The USD 1,3 billion Nam Theun 2 (NT2) hydropower project in central Laos displaced 6,200 indigenous peoples on the Nakai Plateau. More than 110,000 people downstream, who depend on the Xe Bang Fai and Nam Theun rivers for their livelihoods, have been directly affected by the project, due to destruction of fisheries, flooding of riverbank gardens and water quality problems

NT2 is being developed by the Nam Theun 2 Power Company Limited, which includes Electricité de France. In 2005, the World Bank and Asian Development Bank (ADB) approved loans and guarantees for NT2. With the World Bank and the ADB’s endorsement, other lenders – such as the EIB, the Nordic Investment Bank, various export credit agencies, Agence Française de Développement, and a number of private banks –financed NT2.

For its part, the EIB loaned the oppressive Lao government EUR 45 million for NT2 in 2005, relying largely on the World Bank’s social and environmental assessments of the project. And the EIB has justified its involvement on the basis of some highly ambitious claims, such as the project’s “high development impact”, its generation of “net environmental benefit for the region, improved living standards and economic development for the local population”, and that it will tackle “climate change and promote sustainable use of renewable natural resources.”
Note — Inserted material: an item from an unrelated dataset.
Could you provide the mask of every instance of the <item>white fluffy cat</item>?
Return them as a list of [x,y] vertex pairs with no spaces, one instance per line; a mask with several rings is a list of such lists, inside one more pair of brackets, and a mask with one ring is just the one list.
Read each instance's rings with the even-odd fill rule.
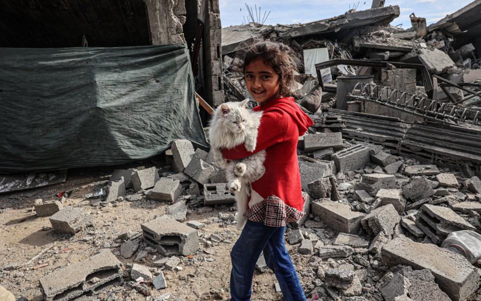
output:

The dam was inaugurated in December 2010 while many issues remain unresolved. These include:

  • Communities on the Nakai Plateau still have no means for a sustainable livelihood, threatening their long-term food security
  • Tens of thousands of people living downstream along the Xe Bang Fai River have suffered poor water quality, diminished fisheries and flooding of their riverbank gardens, and the project’s funding is inadequate to restore their livelihoods
  • The Nam Theun 2’s reservoir has opened up access to the Nakai-Nam Theun National Protected Area, exacerbating logging and poaching and threatening its ecological integrity
  • Whilst the project was supposed to improve standards for hydropower development more generally in Laos, there is little evidence that this has happened.

The project has violated provisions of its Concession Agreement and the World Bank’s resettlement policies, and the sustainable livelihoods of people directly affected by the project are far from guaranteed. In March 2010, for example, full-scale power production commenced in violation of legal obligations, including providing downstream communities with adequate alternative water supplies and compensation for flooded gardens.

These, as well as ongoing uncertainties about how the project’s revenues can help the poor in a country where corruption, financial mismanagement and a lack of transparency are rife, point to the failure of the company, the Lao government, the EIB, and other project backers thus far. Major question remarks remain over the accountability of all parties.